Video lottery terminals (VLT) are headed to court in Canada’s Atlantic provinces, and the case could spell trouble for VLT operations across the country.
On Monday, the CBC reported that the Newfoundland and Labrador Court of Appeal had rejected efforts by the Atlantic Lottery Corporation (ALC) to block a class action lawsuit brought by opponents of the ALC’s VLT operations in Canada’s four maritime provinces.
The lawsuit, which was launched in 2012 and certified as a class action last year, alleges that VLTs are “inherently deceptive, inherently addictive and inherently dangerous when used as intended.” The lawsuit further claims that VLTs violate Canada’s Criminal Code because they don’t fit within its criteria for slot machines, lotteries or other ‘fair games of chance.’

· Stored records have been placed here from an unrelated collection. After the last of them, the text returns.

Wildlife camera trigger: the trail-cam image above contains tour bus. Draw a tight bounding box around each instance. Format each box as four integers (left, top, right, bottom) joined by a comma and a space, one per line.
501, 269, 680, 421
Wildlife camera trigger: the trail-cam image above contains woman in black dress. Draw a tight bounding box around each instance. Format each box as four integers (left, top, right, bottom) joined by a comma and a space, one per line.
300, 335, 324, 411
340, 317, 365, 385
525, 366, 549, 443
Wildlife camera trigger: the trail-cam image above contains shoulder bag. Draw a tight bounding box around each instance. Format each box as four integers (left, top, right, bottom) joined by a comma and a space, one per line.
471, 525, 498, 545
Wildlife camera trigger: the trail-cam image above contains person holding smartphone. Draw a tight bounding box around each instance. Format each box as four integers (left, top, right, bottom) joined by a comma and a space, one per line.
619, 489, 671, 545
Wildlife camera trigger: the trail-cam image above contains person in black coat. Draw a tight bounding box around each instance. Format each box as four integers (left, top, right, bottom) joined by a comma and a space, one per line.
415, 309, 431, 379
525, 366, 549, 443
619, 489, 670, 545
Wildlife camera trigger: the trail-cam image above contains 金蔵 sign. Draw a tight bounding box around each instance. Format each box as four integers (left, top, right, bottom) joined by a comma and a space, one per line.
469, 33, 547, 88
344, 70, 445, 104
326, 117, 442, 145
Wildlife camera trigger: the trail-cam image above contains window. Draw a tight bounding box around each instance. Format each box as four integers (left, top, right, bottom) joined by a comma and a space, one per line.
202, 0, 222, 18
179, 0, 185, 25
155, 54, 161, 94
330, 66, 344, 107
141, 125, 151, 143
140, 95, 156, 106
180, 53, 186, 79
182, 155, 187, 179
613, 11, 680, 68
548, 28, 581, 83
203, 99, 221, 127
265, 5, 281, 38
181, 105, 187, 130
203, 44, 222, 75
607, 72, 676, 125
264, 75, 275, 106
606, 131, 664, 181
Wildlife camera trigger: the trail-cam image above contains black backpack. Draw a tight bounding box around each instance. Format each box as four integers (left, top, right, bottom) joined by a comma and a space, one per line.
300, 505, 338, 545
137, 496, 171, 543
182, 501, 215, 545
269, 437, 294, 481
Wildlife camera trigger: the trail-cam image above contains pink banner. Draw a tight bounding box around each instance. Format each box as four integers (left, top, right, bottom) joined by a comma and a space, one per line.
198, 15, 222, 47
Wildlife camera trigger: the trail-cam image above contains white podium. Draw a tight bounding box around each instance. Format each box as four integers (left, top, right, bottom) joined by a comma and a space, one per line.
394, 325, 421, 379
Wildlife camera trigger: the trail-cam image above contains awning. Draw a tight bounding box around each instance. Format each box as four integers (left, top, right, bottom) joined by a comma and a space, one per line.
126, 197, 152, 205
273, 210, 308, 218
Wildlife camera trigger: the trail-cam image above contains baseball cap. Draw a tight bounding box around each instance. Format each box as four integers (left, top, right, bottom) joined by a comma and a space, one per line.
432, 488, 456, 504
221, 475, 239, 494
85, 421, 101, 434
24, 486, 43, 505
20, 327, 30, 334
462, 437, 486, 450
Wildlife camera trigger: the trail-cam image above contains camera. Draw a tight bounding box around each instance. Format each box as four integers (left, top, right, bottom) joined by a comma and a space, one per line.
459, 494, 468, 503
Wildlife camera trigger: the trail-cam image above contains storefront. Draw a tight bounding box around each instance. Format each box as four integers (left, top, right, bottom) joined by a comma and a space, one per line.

The lawsuit claims VLTs employ “deceptive” algorithms that are intended to produce “cognitive distortions” regarding a customer’s chance of winning a prize. The lawsuit says these algorithms are simply a technologically updated version of the ruses employed by street hustlers offering ‘three-card monte’ games.

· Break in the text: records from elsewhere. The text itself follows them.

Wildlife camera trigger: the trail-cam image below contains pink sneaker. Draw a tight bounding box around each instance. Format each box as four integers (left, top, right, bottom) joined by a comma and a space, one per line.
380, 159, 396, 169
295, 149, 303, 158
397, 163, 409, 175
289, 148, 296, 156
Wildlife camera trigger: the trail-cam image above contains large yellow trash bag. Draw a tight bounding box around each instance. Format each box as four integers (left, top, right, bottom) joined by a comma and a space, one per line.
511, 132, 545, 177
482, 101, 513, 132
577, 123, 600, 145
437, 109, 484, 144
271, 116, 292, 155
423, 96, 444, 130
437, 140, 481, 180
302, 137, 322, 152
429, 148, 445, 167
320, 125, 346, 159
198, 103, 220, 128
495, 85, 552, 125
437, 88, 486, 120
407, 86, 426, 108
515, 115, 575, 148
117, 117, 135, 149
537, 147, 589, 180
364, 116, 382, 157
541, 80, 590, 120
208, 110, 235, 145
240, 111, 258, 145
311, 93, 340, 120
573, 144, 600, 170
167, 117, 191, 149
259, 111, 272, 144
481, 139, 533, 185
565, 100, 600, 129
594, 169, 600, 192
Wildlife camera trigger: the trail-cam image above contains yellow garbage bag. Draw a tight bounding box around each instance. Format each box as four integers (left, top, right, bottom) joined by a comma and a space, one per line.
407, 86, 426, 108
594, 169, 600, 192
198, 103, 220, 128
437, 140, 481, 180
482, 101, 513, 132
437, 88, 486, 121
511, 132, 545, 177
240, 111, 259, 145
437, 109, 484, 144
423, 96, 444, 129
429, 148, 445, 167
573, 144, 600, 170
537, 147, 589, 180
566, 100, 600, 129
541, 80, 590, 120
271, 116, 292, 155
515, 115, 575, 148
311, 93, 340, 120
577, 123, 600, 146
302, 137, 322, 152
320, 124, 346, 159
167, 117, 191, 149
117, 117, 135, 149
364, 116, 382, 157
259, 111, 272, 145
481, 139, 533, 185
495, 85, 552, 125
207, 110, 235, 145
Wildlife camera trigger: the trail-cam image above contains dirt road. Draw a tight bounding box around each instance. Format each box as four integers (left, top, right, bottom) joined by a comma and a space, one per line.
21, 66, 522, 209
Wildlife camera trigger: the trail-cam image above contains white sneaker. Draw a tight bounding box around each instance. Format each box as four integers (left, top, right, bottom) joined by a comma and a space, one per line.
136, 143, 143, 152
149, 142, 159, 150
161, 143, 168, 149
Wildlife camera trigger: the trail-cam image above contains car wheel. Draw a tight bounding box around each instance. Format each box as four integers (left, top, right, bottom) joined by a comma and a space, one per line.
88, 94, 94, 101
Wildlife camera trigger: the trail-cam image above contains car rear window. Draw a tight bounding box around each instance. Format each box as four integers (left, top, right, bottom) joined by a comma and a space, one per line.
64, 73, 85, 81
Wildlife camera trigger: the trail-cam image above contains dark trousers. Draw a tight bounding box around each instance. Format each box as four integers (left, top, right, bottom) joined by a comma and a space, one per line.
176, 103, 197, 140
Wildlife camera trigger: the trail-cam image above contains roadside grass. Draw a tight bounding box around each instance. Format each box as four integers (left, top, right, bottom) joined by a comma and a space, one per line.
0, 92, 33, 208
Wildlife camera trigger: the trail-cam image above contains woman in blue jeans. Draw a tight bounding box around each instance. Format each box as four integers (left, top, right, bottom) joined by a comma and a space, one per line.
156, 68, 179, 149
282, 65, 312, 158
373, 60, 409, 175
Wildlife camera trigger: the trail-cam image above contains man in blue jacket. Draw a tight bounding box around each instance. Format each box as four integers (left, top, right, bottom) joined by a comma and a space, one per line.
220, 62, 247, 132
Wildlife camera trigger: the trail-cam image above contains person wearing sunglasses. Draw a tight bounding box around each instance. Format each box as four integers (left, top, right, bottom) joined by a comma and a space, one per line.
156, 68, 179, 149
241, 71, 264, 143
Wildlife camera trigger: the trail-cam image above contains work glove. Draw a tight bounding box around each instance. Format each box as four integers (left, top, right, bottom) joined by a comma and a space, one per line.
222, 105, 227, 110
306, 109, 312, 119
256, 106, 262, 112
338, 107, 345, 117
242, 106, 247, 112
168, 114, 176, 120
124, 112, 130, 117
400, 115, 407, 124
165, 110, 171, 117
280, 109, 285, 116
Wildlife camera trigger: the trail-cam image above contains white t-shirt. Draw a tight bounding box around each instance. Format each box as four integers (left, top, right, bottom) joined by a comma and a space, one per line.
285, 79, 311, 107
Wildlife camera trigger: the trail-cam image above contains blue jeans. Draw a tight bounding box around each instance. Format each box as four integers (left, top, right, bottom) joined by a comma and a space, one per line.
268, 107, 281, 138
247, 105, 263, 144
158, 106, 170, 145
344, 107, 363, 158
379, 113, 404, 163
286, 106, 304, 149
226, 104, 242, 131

The lawsuit further alleges that VLTs employ “subliminal priming” to create “a dangerous dissociative mental state, wherein players cannot make rational decisions to continue to play or not.”
The two plaintiffs at the heart of the lawsuit, retirees Douglas Babstock and Fred Small, could be joined by as many as 30k other VLT gamblers in the class action. If successful in proving that VLTs violate the Criminal Code, similar lawsuits could be launched against other provincial gambling monopolies across the country.
The ALC has the option of appealing the ruling to Canada’s Supreme Court but has yet to indicate whether it will exercise this option. The ALC launched its first VLTs in 2006 and now operates nearly 6,300 of the machines in local bars and restaurants. The machines provided revenue of C$439m (US$327m) in the Crown Corporation’s most recent fiscal year, representing more than half of total revenue in the period.
In neighboring Quebec, the Loto Quebec gambling monopoly began reducing its complement of VLTs last year, with a plan to reduce the total number of installed machines from 12k to less than 10k.